In an X post on Jan. 12, Buterin outlined seven specific technical requirements that would allow the blockchain to ossify, with pre-emptive quantum-resistance cited as a non-negotiable priority for century-long security.
“We should resist the trap of saying ‘let’s delay quantum-resistance until the last possible moment in the name of eking out more efficiencies for a while longer.’ Individual users have that right, but the protocol should not. Being able to say ‘Ethereum’s protocol, as it stands today, is cryptographically safe for a hundred years’ is something we should strive to get to as soon as possible, and insist on as a point of pride,” Buterin wrote in the post.
Buterin’s emphasis on quantum resistance echoes growing interest in post-quantum security across the Ethereum ecosystem.
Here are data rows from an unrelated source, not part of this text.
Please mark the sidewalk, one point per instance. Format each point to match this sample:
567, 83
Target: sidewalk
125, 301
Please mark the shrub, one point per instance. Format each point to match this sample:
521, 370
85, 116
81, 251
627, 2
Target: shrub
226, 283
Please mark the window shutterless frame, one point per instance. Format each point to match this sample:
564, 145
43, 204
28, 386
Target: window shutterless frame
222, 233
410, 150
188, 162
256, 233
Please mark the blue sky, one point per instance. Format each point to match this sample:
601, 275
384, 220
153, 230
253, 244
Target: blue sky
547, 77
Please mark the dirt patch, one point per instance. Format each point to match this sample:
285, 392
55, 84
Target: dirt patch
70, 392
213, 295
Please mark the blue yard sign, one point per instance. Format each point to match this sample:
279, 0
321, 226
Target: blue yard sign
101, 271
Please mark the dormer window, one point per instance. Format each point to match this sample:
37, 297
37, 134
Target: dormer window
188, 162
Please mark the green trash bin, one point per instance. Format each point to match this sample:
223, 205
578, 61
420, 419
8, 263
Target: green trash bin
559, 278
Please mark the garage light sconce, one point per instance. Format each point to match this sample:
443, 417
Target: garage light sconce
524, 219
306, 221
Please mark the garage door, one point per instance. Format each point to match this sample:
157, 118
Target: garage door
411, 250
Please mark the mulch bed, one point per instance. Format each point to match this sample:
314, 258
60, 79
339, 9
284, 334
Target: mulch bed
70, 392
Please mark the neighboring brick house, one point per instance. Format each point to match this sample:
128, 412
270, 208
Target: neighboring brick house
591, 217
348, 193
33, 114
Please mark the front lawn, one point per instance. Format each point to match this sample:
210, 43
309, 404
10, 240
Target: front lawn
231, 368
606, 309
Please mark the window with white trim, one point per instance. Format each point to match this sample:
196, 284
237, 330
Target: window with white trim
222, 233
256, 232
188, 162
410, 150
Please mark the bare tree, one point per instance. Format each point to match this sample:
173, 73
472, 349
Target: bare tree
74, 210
In March 2025, the Ethereum Foundation backed ZKNox, a startup aiming to develop open-source code that improves Ethereum security and efficiency, with a special focus on post-quantum cryptography.
Beyond quantum resistance, Buterin’s post listed six other pillars required for protocol ossification. These include an architecture capable of scaling to thousands of transactions per second using ZK-EVM validation and PeerDAS, and a state management system durable for decades via statelessness and state expiry.
The Ethereum co-founder also called for a fully abstracted account model moving beyond ECDSA, a denial-of-service-resistant gas schedule, a refined proof-of-stake economic model for long-term decentralization, and a censorship-resistant block-building mechanism.
Buterin emphasized a staged approach, completing at least one requirement per year where feasible, with future changes ideally reflected through parameter adjustments rather than frequent hard forks.